Now Mo is one of the lightest skiniest blokes around and he can fly. So if he is doing strength work with weights with a significant load for his build. I think there is something in this for cyclists too.


----------



## black'n'yellow (15 Jan 2013)

Arsen Gere said:


> Now Mo is one of the lightest skiniest blokes around and he can fly. So if he is doing strength work with weights with a significant load for his build. I think there is something in this for cyclists too.


 
Distance running and endurance cycling might sound similar - but they're not.


----------



## Arsen Gere (15 Jan 2013)

black'n'yellow said:


> Distance running and endurance cycling might sound similar - but they're not.


 
Yeah they make me leave the bike behind in the 10k.


----------



## Graham (15 Jan 2013)

I reckon I could do with a bit more pure strength in my legs (which weights would give me but I haven't got time). Reason: I'm OK on average hills but struggle on the really brutal stuff so could do with a bit more leg power. However, I'd doubt whether weights would help a great deal with endurance, for which miles on the bike seem to be the only answer. I do a bit of running when I'm not riding and it doesn't seem to make much difference.


----------



## ColinJ (15 Jan 2013)

Graham said:


> I reckon I could do with a bit more pure strength in my legs (which weights would give me but I haven't got time). Reason: I'm OK on average hills but struggle on the really brutal stuff so could do with a bit more leg power.


You are overgeared - if you use a low enough gear then strength doesn't come into it! Top pro climber Contador doesn't have massive legs - he uses low gears on the steep stuff.


----------



## black'n'yellow (15 Jan 2013)

Graham said:


> I reckon I could do with a bit more pure strength in my legs (which weights would give me but I haven't got time). Reason: I'm OK on average hills but struggle on the really brutal stuff so could do with a bit more leg power. However, I'd doubt whether weights would help a great deal with endurance, for which miles on the bike seem to be the only answer. I do a bit of running when I'm not riding and it doesn't seem to make much difference.


 
As Colin says - strength ain't got nowt to do with it. What you lack is sufficient aerobic fitness and a decent threshold.


----------



## Drago (15 Jan 2013)

Graham said:


> I reckon I could do with a bit more pure strength in my legs (which weights would give me but I haven't got time). Reason: I'm OK on average hills but struggle on the really brutal stuff so could do with a bit more leg power. However, I'd doubt whether weights would help a great deal with endurance, for which miles on the bike seem to be the only answer. I do a bit of running when I'm not riding and it doesn't seem to make much difference.

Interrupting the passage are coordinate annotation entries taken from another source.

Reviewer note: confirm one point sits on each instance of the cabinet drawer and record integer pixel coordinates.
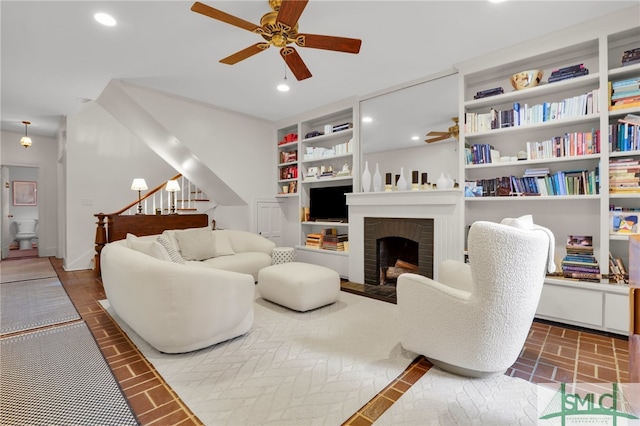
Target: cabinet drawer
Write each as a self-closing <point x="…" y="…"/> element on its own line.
<point x="617" y="312"/>
<point x="571" y="304"/>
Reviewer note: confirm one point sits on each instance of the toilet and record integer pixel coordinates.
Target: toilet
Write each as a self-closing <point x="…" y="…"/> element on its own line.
<point x="26" y="232"/>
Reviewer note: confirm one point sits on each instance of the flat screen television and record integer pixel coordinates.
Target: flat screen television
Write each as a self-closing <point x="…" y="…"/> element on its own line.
<point x="329" y="203"/>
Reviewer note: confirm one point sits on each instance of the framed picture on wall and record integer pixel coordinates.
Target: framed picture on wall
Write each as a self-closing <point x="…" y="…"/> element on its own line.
<point x="24" y="193"/>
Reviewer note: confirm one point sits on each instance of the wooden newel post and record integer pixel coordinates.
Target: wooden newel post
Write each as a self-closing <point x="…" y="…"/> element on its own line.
<point x="634" y="326"/>
<point x="101" y="240"/>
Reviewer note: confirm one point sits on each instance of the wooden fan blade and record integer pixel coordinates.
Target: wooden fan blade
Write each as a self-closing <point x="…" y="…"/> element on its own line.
<point x="224" y="17"/>
<point x="245" y="53"/>
<point x="295" y="63"/>
<point x="290" y="11"/>
<point x="339" y="44"/>
<point x="439" y="138"/>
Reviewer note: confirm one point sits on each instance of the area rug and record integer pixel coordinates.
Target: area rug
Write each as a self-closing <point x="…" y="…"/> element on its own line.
<point x="292" y="368"/>
<point x="26" y="269"/>
<point x="25" y="305"/>
<point x="441" y="398"/>
<point x="58" y="376"/>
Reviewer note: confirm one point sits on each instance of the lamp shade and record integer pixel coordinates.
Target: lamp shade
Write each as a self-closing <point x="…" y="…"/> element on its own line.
<point x="138" y="184"/>
<point x="172" y="186"/>
<point x="25" y="141"/>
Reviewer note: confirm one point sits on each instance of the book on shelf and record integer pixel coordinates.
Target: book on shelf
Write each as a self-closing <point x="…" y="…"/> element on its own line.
<point x="632" y="119"/>
<point x="489" y="92"/>
<point x="580" y="258"/>
<point x="617" y="270"/>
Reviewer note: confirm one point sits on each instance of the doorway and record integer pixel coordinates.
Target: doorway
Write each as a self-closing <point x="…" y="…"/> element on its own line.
<point x="19" y="205"/>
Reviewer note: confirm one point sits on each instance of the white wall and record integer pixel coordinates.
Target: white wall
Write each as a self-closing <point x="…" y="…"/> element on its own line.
<point x="433" y="159"/>
<point x="42" y="154"/>
<point x="103" y="157"/>
<point x="239" y="149"/>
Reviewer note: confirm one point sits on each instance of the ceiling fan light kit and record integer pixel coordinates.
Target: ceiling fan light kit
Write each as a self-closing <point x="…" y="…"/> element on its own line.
<point x="279" y="28"/>
<point x="452" y="132"/>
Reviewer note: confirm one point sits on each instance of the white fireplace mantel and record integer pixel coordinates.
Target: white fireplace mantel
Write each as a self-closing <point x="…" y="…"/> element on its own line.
<point x="443" y="206"/>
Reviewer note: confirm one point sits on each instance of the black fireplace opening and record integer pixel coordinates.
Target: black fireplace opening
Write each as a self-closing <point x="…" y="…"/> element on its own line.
<point x="393" y="246"/>
<point x="396" y="255"/>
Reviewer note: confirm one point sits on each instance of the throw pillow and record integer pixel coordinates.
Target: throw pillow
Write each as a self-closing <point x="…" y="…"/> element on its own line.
<point x="171" y="250"/>
<point x="196" y="244"/>
<point x="222" y="244"/>
<point x="148" y="247"/>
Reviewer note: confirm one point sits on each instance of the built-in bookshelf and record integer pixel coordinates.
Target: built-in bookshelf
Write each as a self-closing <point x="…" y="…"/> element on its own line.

Weights can help quite markedly with endurance, but without miles in the saddle as well its not really going to come to much. The former can complement the latter but not really replace it.


----------



## black'n'yellow (15 Jan 2013)

Drago said:


> Weights can help quite markedly with endurance,


 
How?


----------



## Rob3rt (15 Jan 2013)

FFS, SQUATS, MAX YOUR PUMP, THATS HOW, HOW MANY TIMES DO WE HAVE TO GO OVER THIS!


----------



## Arsen Gere (15 Jan 2013)

Graham said:


> I reckon I could do with a bit more pure strength in my legs (which weights would give me but I haven't got time). Reason: I'm OK on average hills but struggle on the really brutal stuff so could do with a bit more leg power. However, I'd doubt whether weights would help a great deal with endurance, for which miles on the bike seem to be the only answer. I do a bit of running when I'm not riding and it doesn't seem to make much difference.


 
FWIW I think there is value in weight training. If you google around "Chris Carmichael" and "weight traiining" you will find a lot of references for cyclists and weights. Now if he trained Lance Armstrong to use weights and Alberto Salazar a world record holder in the marathon recommends using weights. I'm on the side of the coaches who train pro's rather than the cc members, no offence intended guys.


----------



## Drago (15 Jan 2013)

black'n'yellow said:


> How?


By increasing the size of blood vessels and promoting the growth of new ones. This increases blood supply. Increased blood supply lowers the rate at which lactic acid can accumulate. Increased blood supply also improves the bodies capacity to transport oxygenated blood to the muscles.


----------



## black'n'yellow (15 Jan 2013)

Rob3rt said:


> FFS, SQUATS, MAX YOUR PUMP, THATS HOW, HOW MANY TIMES DO WE HAVE TO GO OVER THIS!


 
awesome


----------



## Drago (15 Jan 2013)

Squats are bally good fun


----------



## black'n'yellow (15 Jan 2013)

Drago said:


> By increasing the size of blood vessels and promoting the growth of new ones. This increases blood supply. Increased blood supply lowers the rate at which lactic acid can accumulate. Increased blood supply also improves the bodies capacity to transport oxygenated blood to the muscles.


 
Performance in endurance cycling is limited by your lactate threshold and your VO2 max - all of which can be trained on the bike and neither of which will improve by pushing weights.



Arsen Gere said:


> FWIW I think there is value in weight training. If you google around "Chris Carmichael" and "weight traiining" you will find a lot of references for cyclists and weights.


 
Carmichael's studies used untrained and/or 'low fitness' individuals - so of course there would be improvements there. And if you seriously still think that 'weight training' is what did it for Armstrong, then you must have been living under a rock for the last few months.


----------



## Rob3rt (15 Jan 2013)

black'n'yellow said:


> awesome


 
You have to shout it over the blaring thrash metal for max effect!


----------



## Rob3rt (15 Jan 2013)

black'n'yellow said:


> Performance in endurance cycling is limited by your lactate threshold and your VO2 max - all of which can be trained on the bike and neither of which will improve by pushing weights.


 

View: http://www.youtube.com/watch?v=2dcTfNmThUM


----------



## Drago (15 Jan 2013)

black'n'yellow said:


> Performance in endurance cycling is limited by your lactate threshold and your VO2 max - all of which can be trained on the bike and neither of which will improve by pushing weights.
> 
> 
> 
> Carmichael's studies used untrained and/or 'low fitness' individuals - so of course there would be improvements there. And if you seriously still think that 'weight training' is what did it for Armstrong, then you must have been living under a rock for the last few months.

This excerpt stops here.